The Walter Burley Griffin Incinerator is of historical significance because it is associated with a move by Local Governments along the eastern seaboard of Australia to adopt a new technology, in the 1930s, for the disposal of waste in an efficient manner.

The place is important in demonstrating aesthetic characteristics and/or a high degree of creative or technical achievement in New South Wales.

The Walter Burley Griffin Incinerator is of aesthetic significance as it is perhaps the best surviving example of the work of the architect Walter Burley Griffin and his partner Eric Nicholls, who designed a range of similar Municipal Incinerators on behalf of the Reverberatory Incinerator and Engineering Company (RIECo) during the 1930s. It is recognised as one of the finest of Griffin's incinerators, where he explored to the maximum his decorative designs in rendered concrete and rough cut stone faced retaining walls. It retains its external architectural integrity. It is a marvellous architectural composition, clearly expressing the multi level functions of its operations as the building cascades down the side of a hill. The Incinerator is now well sited above a parkland, formed from the original municipal rubbish tip.

The place has a strong or special association with a particular community or cultural group in New South Wales for social, cultural or spiritual reasons.

The Walter Burley Griffin Incinerator is socially significant as it is held in high esteem by those who are interested in the works of Walter Burley Griffin. It provides, to those who frequent the parkland below, a major visual backdrop to the passive recreation facility. It is well liked by those who have worked in the building, particularly in recent years, following its conversion to office space.

The place has potential to yield information that will contribute to an understanding of the cultural or natural history of New South Wales.

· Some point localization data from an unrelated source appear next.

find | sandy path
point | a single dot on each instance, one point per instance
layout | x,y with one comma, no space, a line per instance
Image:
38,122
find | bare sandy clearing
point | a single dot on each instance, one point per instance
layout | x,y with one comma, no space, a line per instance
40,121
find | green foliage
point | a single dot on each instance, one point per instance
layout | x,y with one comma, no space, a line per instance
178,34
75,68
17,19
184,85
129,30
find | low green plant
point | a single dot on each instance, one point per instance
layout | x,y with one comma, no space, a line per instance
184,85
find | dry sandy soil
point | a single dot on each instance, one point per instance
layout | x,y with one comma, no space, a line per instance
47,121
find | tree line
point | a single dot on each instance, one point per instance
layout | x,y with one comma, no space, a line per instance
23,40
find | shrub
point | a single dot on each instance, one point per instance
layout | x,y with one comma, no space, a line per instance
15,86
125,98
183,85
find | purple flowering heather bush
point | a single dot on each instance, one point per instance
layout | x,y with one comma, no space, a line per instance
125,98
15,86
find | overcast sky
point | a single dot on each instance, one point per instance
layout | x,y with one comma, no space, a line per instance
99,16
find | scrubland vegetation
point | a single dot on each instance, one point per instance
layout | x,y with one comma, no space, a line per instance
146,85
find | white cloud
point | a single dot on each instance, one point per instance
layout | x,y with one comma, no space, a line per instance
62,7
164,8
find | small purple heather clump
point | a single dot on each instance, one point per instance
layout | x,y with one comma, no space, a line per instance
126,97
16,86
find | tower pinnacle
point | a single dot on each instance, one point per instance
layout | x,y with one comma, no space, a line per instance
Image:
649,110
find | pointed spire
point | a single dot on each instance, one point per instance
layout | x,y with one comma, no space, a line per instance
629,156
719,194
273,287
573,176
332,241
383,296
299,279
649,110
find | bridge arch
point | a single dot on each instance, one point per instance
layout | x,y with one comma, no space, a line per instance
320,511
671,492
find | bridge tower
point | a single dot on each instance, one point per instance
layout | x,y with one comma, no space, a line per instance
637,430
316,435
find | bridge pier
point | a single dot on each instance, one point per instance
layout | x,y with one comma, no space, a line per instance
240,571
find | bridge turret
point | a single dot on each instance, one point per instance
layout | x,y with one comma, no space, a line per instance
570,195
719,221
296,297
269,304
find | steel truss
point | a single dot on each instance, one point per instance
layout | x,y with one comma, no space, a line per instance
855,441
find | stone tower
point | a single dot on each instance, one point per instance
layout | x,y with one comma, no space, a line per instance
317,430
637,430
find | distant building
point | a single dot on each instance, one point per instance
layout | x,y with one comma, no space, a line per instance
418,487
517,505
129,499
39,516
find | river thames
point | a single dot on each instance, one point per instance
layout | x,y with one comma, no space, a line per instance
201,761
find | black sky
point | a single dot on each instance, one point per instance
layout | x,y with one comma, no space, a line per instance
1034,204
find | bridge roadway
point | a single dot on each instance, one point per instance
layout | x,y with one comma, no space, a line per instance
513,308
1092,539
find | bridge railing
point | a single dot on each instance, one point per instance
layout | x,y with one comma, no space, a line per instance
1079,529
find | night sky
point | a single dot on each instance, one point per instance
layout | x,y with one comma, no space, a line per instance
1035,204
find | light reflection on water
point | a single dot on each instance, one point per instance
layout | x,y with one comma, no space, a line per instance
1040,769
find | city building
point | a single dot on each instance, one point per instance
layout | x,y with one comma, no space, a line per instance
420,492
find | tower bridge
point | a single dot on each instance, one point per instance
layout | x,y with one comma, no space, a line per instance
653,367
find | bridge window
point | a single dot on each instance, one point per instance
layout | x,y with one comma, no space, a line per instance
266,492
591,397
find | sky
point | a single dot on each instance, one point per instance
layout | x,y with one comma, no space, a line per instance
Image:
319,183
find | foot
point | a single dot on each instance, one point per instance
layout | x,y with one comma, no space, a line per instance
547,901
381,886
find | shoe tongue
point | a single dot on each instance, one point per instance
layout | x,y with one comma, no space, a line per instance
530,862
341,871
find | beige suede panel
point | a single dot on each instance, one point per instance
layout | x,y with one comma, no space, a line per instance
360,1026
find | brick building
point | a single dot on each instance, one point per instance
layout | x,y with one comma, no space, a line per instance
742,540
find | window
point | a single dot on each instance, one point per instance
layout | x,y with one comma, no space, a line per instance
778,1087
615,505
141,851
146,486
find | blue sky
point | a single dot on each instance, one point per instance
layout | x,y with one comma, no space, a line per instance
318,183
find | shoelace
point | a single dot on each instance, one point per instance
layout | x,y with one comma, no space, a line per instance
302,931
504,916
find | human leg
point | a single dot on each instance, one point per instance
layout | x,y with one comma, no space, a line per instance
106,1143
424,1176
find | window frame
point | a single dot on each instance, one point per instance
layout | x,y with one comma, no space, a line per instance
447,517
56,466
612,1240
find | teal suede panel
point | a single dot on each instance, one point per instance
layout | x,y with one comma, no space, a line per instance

The Walter Burley Griffin Incinerator is of scientific significance as the building was a strong and clear architectural response to the requirements of the original reverberatory incineration process, one which Griffin worked through to a unique and well developed architectural imagery. Some remnants remain of the original industrial equipment and processes within the building, and good documentation of the original equipment to record the original design technology.

The place possesses uncommon, rare or endangered aspects of the cultural or natural history of New South Wales.

The Incinerator is rare in the wider context of urban developnment of Sydney.

The place is important in demonstrating the principal characteristics of a class of cultural or natural places/environments in New South Wales.

The Walter Burley Griffin Incinerator is now the highest quality surviving example of Griffin's Incinerators in New South Wales.